Hi,

Sorry for the long "multi-answer" ...

Am 02.01.2025 um 14:44 schrieb Justin Taylor:
Retrofitting a single program with a modern UI is one thing, but what about
thousands? I see that as the biggest hurdle. You've got teams with the
capacity to maintain and enhance the current program suite, but not enough
to refactor everything.


Slowly and steadily - one program after another. Extract business logic to service programs and make it reusable.

If you change the function of a program it has to be re-tested anyway - so it's OK to make architectural changes without function changes in such cases.

And modernizing the database from DDS to SQL-DDL is doable on a one-file-at-a-time basis, too. Create tables and make the old PF a LF on that table. Then your programs won't notice the change, and you can add new SQL features without disturbing existing code.

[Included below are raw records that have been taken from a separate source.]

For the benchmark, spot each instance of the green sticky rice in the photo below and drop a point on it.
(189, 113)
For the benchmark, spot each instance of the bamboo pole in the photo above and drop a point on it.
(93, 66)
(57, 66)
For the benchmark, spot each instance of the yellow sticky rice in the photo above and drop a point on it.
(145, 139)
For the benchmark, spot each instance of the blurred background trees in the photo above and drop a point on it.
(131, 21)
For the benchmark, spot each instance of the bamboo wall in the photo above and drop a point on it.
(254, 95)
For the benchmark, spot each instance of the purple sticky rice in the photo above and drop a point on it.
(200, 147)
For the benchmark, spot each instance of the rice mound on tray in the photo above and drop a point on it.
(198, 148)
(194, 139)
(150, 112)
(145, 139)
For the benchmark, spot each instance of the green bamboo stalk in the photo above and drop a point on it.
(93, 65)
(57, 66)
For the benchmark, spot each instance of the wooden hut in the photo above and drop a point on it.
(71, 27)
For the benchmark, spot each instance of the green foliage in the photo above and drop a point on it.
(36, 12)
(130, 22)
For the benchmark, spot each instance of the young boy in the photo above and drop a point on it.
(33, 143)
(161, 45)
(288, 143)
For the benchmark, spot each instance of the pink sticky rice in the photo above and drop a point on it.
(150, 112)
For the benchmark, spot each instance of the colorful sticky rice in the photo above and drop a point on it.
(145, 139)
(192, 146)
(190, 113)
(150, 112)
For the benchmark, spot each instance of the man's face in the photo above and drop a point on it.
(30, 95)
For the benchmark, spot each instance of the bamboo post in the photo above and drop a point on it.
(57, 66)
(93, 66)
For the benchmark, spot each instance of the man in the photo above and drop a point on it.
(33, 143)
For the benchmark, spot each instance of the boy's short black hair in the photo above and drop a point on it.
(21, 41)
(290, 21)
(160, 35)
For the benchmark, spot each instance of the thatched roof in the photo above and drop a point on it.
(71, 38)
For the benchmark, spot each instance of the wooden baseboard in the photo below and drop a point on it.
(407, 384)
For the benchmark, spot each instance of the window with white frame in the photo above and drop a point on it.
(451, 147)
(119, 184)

Make small steps first - then accelerate more and more.

Am 02.01.2025 um 14:59 schrieb Brad Stone:
It's been 25 years plus since CGI programming has been a viable option.
And it still is. Even longer since ILE has been available to try to
encapsulate functions.

Yeah - but technology shifts on IBM i are happening in "continental drift" speed.

Which isn't bad at all, because it means, you have time to do it if you start early enough.

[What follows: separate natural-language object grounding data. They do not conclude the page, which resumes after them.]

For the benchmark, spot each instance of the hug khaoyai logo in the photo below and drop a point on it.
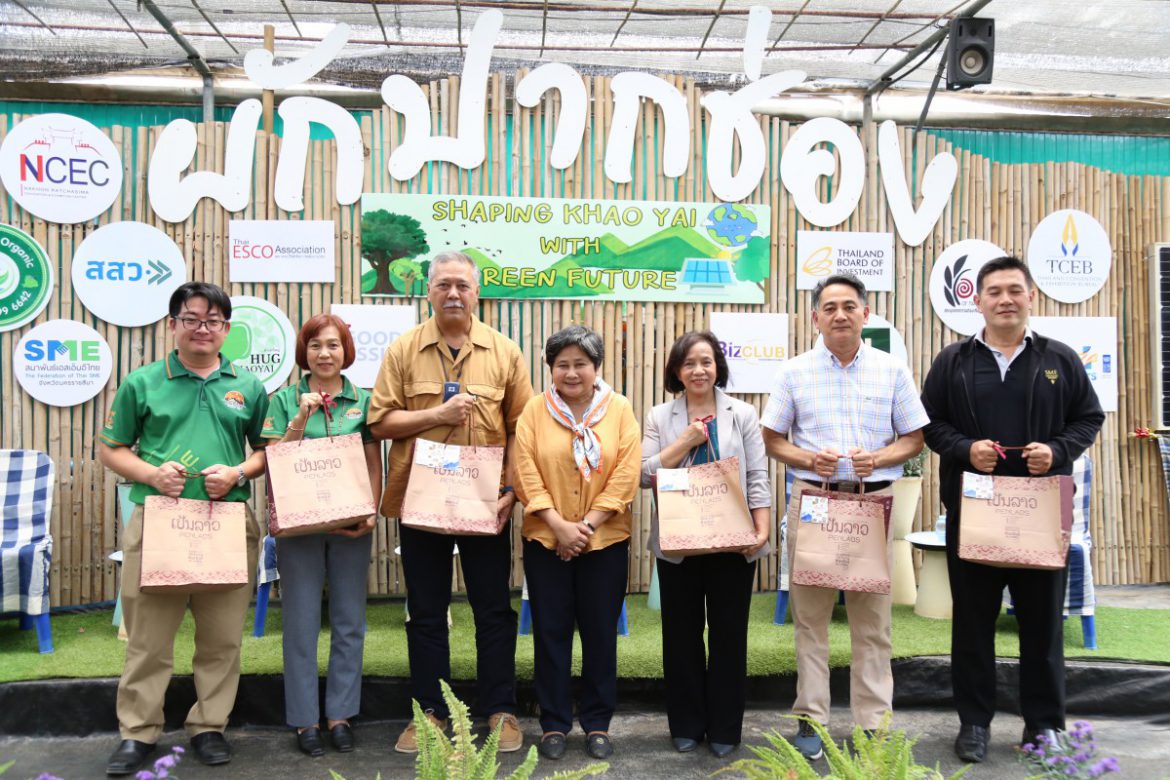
(957, 285)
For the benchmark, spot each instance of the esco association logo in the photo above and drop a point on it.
(958, 289)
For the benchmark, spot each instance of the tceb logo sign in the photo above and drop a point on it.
(125, 273)
(62, 363)
(60, 167)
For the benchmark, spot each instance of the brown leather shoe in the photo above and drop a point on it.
(511, 739)
(408, 740)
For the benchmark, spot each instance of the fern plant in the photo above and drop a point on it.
(458, 758)
(885, 754)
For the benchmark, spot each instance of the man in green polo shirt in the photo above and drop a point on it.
(191, 416)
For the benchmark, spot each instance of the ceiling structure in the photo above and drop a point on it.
(1112, 48)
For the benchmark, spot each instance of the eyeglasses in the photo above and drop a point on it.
(193, 324)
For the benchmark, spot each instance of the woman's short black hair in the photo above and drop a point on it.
(679, 356)
(578, 336)
(213, 294)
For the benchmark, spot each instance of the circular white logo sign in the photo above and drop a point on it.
(952, 283)
(125, 273)
(1069, 256)
(26, 278)
(261, 340)
(60, 167)
(62, 363)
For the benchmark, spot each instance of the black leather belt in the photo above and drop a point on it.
(852, 487)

The other side of the coin is, to me at least, is that users used to the
"fast entry" of green screens wouldn't want a web update, but would
eventually use it after the initial shock.

Not only that - since some years we are writing NEW code with 5250 interface, after the a specific group of users worked on a web GUI for over 10 years, they wanted back to green screen - not only for "speed", but for predictable workflows.

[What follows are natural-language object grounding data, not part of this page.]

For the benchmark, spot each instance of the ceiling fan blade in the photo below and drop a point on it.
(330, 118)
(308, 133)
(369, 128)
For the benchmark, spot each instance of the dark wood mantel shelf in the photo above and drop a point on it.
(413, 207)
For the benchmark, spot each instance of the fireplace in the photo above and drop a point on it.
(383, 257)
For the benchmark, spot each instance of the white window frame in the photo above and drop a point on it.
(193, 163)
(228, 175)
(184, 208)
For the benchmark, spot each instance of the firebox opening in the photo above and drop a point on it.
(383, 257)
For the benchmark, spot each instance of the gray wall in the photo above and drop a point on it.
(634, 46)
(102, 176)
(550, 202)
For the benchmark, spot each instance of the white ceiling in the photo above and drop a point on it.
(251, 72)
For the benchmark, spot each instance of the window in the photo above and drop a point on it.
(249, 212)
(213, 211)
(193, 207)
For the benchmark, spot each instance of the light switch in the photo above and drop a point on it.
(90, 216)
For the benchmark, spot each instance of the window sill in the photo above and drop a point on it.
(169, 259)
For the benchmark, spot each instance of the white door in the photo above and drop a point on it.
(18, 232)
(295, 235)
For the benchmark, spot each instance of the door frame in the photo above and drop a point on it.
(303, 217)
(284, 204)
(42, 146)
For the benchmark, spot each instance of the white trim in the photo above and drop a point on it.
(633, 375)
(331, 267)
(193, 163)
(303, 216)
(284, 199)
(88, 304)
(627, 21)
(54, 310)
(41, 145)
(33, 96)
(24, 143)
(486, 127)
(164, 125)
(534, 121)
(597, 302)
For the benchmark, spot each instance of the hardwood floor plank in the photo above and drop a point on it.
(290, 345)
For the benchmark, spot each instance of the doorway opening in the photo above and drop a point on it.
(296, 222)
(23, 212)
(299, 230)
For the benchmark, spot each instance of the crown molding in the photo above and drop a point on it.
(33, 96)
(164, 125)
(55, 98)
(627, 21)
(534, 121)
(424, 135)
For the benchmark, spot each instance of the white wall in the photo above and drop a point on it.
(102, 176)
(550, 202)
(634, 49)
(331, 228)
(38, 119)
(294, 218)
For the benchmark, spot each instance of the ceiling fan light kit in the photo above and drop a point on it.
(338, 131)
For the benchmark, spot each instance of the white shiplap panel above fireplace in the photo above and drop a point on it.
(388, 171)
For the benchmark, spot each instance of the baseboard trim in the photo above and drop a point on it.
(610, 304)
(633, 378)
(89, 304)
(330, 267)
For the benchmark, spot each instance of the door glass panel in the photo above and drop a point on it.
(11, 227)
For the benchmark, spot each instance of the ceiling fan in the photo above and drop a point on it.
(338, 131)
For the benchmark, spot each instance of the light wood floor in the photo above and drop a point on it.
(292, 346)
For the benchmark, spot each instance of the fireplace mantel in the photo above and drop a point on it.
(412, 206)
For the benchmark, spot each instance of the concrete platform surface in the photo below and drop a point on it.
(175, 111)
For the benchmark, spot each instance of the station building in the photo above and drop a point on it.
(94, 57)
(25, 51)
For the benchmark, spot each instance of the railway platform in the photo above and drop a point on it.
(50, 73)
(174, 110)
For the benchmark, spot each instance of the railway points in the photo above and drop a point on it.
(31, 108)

I know a lot of the applications I use for business are all web based now. At first I hated it (and in some cases still do) but I grow to tolerate them.


I can relate - peaceful co-existence is my option.

Am 02.01.2025 um 15:47 schrieb Steve M:
To add to Craig's post - Transportation is the same way. The dispatching
systems have been on green screen for so long, any long-time dispatcher will
refuse to use a GUI.
[snip]
Extremely resistant to any data entry changes.


Since I am from transportation and logistics - yes, it was like that. But today not so much. >95% of all "papers" come in electronically. Even small shippers are using web front ends to notify their shipments. So no - it's not like that anymore.

Am 02.01.2025 um 15:58 schrieb Patrik Schindler:
Well, one could say, that is what one gets when one piles up technical debt over years. But it is also the natural (speak: monetary) way of things.

I wouldn't categorize this as technical debt. Technical debt is making a decision for a solution or architecture knowing, that it is wrong, but doing it anyway.

Not modernizing an application is a business decision. Also a 5250 dialog is not a technical debt - its is an UI decision that was made when nothing else was available - or because you wanted it that way.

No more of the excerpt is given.